Today, GPT-4 boasts over 1 trillion parameters. This big increase presents a challenge: as models grow, so do their memory requirements, often surpassing the capacity of advanced hardware accelerators such as GPUs.

This growing demand for memory limits both the training and hosting of the models for inference, consequently restricting the accessibility and adoption of LLM-based solutions.

This growth leads to a pressing need to make these models more accessible by reducing their size. By changing the precision of some components of the model, quantization reduces the model’s memory footprint while maintaining similar performance levels.

## What is Quantization?

Quantization is a model compression technique that converts the weights and activations within a large language model from high-precision values to lower-precision ones. This means changing data from a type that can hold more information to one that holds less. A typical example is converting data from a 32-bit floating-point number to an 8-bit integer.

Reducing the number of bits required for each of the model’s weights or activations leads to a significant decrease in its overall size. Consequently, quantization shrinks LLMs to consume less memory, require less storage space, and make them more energy-efficient.

An effective analogy for understanding quantization is image compression. High-resolution images are often compressed for use on websites. This involves reducing the size of the image by removing some data or bits of information.

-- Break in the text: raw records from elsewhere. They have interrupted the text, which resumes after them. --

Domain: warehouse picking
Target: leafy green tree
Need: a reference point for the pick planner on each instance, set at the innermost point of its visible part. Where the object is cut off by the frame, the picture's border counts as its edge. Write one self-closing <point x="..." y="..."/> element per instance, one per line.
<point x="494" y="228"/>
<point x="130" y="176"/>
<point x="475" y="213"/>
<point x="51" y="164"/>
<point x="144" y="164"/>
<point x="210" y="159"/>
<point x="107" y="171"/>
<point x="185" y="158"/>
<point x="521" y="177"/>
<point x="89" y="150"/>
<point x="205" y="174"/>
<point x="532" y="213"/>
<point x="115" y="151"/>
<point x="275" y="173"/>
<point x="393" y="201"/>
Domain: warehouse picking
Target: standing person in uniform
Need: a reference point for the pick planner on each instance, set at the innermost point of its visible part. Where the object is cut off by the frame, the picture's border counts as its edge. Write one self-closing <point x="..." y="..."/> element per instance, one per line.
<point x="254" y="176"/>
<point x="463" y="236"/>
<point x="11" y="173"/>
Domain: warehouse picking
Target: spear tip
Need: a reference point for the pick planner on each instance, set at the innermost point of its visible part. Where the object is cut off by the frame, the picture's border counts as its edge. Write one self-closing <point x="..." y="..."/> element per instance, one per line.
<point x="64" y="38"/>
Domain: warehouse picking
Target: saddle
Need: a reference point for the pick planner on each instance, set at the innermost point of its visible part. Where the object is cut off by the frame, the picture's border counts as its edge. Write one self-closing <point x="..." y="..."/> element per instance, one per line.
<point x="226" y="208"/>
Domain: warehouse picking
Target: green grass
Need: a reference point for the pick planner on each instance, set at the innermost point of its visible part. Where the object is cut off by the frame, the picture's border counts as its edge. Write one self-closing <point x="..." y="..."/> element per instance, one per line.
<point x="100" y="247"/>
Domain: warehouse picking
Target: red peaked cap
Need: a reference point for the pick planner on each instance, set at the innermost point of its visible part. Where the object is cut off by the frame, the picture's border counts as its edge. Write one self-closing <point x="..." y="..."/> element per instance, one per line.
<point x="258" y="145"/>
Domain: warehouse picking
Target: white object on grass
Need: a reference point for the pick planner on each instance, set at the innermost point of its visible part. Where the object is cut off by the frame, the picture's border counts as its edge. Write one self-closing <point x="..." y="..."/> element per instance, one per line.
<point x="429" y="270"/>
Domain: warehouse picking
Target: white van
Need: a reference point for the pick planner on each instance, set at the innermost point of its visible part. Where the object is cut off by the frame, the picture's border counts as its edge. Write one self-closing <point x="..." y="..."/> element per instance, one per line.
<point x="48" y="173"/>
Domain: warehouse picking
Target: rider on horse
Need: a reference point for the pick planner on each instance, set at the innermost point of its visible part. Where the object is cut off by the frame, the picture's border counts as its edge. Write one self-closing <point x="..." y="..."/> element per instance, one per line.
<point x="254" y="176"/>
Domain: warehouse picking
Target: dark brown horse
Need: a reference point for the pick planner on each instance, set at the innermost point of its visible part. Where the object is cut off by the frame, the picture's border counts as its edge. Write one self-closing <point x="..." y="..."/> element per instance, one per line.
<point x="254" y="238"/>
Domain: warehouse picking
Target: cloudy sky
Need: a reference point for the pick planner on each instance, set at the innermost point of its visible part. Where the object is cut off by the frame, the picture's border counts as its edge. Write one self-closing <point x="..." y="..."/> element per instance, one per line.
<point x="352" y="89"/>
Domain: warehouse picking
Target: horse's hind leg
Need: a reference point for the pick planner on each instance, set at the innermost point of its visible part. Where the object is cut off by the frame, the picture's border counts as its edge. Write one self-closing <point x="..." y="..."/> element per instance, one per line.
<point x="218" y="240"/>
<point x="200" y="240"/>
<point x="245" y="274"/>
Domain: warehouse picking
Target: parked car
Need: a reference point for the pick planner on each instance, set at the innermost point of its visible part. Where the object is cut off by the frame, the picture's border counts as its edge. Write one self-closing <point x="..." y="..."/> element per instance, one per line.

While this typically lowers the image quality to some extent, it also decreases the image dimensions and file size, making web pages load faster while still providing a satisfactory visual experience.

*Schema of image compression for faster loading in applications such as webpages.*

Similarly, quantizing an LLM reduces its computational requirements, allowing it to run on less powerful hardware while still delivering adequate performance. Compressed images are easier to handle, just as quantized models are more deployable across various platforms, though there is a slight trade-off in detail or precision. As we will see, the quantization process also introduces some noise.

## Theory of Quantization

Quantization is normally applied to the weights of a large language model, although it can also be applied to the activations. Model weights are parameters in a neural network that determine the strength of connections between neurons across different layers. Weights are essentially the learned coefficients that transform input data as it passes through the network.

Weights are initially set to random, meaningless values and adjusted during training based on the error between the predicted output and the actual targets. This adjustment process is guided by optimization algorithms such as gradient descent.

If you want to know more about the internals of LLMs, the course Developing Large Language Models is for you!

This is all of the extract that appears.